Up to the arrival of Euro-5 the 18-tonne Eurocargo had the engine to match its competitors but not the transmission. The six-speed manual overdrive was simply inadequate. Running the propshaft at a quicker speed than the engine reduced torque and subsequent stress on the driveline but it lacked enough closely-rated gears to retain any momentum, especially when it was required to work on any incline carrying anything close to its GVW. Road speed nosedived rapidly as the driver struggled to bridge the gap between gears, especially down the box from fifth gear to fourth and then third. Drivers would be up and down the gearbox as often as the pistons in the engine. To get the best from any of the engine ratings it needed Iveco’s own nine-speed where the gaps between gears were closer. Most operators of the Eurocargo went for the 250hp, which could cope with full loads and a loaded trailer (providing it had a nine-speed gearbox).
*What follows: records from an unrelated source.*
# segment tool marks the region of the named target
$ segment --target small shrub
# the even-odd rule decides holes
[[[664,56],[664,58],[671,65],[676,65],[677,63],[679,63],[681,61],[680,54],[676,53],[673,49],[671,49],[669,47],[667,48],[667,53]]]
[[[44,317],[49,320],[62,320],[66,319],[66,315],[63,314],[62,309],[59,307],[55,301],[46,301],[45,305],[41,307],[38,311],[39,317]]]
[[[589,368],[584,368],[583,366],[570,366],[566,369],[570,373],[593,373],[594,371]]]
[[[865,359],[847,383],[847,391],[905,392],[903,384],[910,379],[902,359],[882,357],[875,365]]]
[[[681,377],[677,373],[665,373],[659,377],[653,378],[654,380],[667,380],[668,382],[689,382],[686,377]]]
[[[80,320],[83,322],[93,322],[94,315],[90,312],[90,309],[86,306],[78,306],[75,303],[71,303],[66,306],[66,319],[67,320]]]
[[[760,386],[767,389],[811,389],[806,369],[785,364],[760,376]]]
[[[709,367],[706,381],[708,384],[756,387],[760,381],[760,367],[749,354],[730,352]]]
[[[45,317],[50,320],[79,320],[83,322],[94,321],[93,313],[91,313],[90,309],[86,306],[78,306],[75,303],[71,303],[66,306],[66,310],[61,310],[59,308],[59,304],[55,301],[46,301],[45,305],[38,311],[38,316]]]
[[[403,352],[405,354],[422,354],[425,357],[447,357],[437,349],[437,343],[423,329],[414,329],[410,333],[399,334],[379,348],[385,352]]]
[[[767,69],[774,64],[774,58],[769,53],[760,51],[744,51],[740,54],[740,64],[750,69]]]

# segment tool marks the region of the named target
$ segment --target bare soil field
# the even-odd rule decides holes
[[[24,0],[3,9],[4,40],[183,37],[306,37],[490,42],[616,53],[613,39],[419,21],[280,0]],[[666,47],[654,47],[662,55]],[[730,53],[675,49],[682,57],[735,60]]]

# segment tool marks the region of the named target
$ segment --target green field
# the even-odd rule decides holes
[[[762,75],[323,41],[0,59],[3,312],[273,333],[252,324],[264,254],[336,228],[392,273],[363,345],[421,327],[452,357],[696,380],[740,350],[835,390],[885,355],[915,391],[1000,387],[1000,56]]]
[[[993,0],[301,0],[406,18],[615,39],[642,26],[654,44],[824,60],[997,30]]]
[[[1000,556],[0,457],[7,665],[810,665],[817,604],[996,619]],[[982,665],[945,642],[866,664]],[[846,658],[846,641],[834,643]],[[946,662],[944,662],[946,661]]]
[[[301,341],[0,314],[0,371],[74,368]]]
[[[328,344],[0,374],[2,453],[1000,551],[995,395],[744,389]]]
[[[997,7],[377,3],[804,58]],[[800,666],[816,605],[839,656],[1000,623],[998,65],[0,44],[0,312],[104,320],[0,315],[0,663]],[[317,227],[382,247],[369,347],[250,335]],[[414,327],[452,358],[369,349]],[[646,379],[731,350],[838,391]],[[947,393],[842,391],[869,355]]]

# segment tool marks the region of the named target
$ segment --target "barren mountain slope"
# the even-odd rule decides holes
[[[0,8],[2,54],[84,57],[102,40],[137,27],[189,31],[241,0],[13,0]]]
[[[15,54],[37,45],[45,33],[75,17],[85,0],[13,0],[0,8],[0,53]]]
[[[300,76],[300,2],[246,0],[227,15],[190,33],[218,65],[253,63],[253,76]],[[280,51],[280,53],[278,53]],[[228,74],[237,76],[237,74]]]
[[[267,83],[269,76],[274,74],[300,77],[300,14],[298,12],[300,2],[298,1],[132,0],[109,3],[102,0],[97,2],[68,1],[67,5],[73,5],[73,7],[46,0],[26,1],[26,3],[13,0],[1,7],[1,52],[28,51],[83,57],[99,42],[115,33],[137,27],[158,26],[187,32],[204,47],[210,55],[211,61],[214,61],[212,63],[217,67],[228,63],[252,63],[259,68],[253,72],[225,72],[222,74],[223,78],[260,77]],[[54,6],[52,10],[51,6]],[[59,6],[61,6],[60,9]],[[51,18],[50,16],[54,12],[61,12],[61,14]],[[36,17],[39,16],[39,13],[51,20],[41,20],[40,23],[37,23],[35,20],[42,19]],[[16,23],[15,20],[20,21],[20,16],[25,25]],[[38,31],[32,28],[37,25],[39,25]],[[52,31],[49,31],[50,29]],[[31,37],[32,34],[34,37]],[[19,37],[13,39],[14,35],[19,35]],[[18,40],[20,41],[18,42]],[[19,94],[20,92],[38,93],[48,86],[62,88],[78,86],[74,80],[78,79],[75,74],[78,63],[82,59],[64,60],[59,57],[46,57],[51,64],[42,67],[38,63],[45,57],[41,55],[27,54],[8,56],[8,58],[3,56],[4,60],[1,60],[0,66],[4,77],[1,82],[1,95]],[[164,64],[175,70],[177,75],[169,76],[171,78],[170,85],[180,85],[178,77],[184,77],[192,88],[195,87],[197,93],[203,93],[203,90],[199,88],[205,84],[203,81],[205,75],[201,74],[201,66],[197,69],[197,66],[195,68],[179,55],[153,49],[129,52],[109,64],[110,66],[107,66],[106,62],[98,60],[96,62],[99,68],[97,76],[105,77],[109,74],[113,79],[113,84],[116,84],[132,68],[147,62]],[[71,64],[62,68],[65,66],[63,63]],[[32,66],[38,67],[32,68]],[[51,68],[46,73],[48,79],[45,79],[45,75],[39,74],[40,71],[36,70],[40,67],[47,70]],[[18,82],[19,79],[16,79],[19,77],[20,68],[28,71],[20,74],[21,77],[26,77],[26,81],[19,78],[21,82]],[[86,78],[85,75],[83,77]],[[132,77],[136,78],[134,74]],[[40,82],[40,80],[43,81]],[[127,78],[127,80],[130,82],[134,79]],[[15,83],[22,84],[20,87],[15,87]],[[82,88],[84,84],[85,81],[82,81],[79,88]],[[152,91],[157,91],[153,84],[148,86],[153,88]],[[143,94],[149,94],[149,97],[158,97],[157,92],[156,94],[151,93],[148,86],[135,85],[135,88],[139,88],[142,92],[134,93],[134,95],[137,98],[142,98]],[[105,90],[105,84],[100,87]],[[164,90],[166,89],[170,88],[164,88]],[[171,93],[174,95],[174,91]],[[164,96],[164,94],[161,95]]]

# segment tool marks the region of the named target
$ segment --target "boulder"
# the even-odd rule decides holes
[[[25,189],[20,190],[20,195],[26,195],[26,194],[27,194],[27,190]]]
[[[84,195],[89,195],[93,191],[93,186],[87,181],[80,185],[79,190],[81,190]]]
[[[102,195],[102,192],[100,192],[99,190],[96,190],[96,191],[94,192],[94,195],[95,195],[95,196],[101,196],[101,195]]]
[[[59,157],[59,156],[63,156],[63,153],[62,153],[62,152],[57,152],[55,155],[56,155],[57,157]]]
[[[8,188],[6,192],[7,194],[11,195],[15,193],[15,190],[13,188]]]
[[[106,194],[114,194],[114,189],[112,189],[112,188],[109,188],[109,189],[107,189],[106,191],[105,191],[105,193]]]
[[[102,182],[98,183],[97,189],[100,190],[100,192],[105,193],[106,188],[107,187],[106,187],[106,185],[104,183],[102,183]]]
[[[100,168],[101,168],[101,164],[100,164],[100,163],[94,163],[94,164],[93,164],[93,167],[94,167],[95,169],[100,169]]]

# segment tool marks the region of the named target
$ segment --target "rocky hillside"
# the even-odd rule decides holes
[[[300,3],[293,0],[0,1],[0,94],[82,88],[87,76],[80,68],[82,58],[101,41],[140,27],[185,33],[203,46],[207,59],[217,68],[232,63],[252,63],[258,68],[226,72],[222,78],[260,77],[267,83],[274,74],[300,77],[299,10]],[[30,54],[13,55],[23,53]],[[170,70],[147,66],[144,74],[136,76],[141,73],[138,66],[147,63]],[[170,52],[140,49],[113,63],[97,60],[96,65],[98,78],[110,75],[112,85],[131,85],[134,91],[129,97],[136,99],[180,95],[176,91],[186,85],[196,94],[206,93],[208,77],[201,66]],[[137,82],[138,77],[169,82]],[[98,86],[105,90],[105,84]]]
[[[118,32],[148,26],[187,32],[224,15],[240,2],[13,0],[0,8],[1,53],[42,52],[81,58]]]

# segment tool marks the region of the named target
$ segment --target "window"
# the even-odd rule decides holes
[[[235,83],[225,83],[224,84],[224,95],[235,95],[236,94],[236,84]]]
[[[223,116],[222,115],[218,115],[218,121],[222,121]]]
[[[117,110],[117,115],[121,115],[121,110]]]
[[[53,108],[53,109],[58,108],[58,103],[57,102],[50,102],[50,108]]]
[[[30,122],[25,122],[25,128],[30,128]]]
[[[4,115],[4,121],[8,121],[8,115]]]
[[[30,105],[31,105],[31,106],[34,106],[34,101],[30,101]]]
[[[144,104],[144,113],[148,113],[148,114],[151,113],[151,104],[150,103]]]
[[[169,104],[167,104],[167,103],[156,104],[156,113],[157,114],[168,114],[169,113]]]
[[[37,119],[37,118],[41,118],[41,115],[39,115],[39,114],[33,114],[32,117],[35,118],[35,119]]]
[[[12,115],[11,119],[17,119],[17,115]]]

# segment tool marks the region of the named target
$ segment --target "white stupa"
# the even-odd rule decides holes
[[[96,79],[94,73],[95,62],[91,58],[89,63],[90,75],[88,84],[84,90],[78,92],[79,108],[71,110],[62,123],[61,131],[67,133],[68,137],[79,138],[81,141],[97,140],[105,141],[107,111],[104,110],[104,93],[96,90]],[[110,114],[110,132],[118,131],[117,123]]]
Behind the wheel it was straightforward and functional. Drivers could hop in and out without thinking, and it drove with all the practical characteristics of a car. The introduction of more power and ZF automated 12-speed box brought the Eurocargo in line with many of its competitors.
Expert rating: 3/5

Running costs

While fuel economy was never a great concern for operators at 18 tonnes, Iveco had a decent reputation for solid returns if the specification was right. Anything with a nine-speed or 12-speed transmission does well whereas six-speeds labour on hills and drink too much diesel. One area Iveco has prospered is choosing SCR technology for all its engines. With better EAS boxes the total running costs continue to diminish. This has also helped maintain a light chassis-cab kerbweight, one of the most competitive among western European truck manufacturers.
Expert rating: 5/5

Price and residuals

Eurocargo has always been very affordable, and it continues to be one of the frontrunners in the retail and rental sectors. Get the specification right, and many in the second-hand market will pay attention to the chassis-cab and be willing to replace the body if it doesn’t suit their business. With so many trucks driven by employees rather than owners, the poor condition of the cab – inside and out – is often down to neglect rather than build quality issues. Worn seats, manky interior and panel damage to the cab and bodywork can all lower residuals as much as high mileage. A well specified Eurocargo always fetches good money.
Expert rating: 4/5

Warranties and dealer networks

New Eurocargo from Iveco starts with two years warranty or 200,000 kilometres, whichever is reached and breached first. Across the British mainland and Northern Ireland there are 17 main dealers, 31 satellite locations and 36 authorised repairers, totalling 84 sites. Since January 1992 (when records began) the Driver and Vehicle Standards Agency has issued 27 vehicle recalls on Eurocargo. The most recent is from March 2013, with more than 6,000 vehicles were recalled with a warning that the ‘dash warning light may fail to illuminate’.
Expert rating: 5/5

Why buy?

Iveco sells the Eurocargo as a workhorse that can move anything from every sector in road freight in an efficient and functional manner without burning a hole in your pocket. Although some high-volume end-users save money with ‘as standard’ specification those who put some thought into how it might be used have reaped the benefit by getting a wagon that has oomph with solid residuals. Iveco has always remained competitive in terms of kerbweight and price tag, and it has to be commended for its emission strategy; SCR-only continues to pay dividends.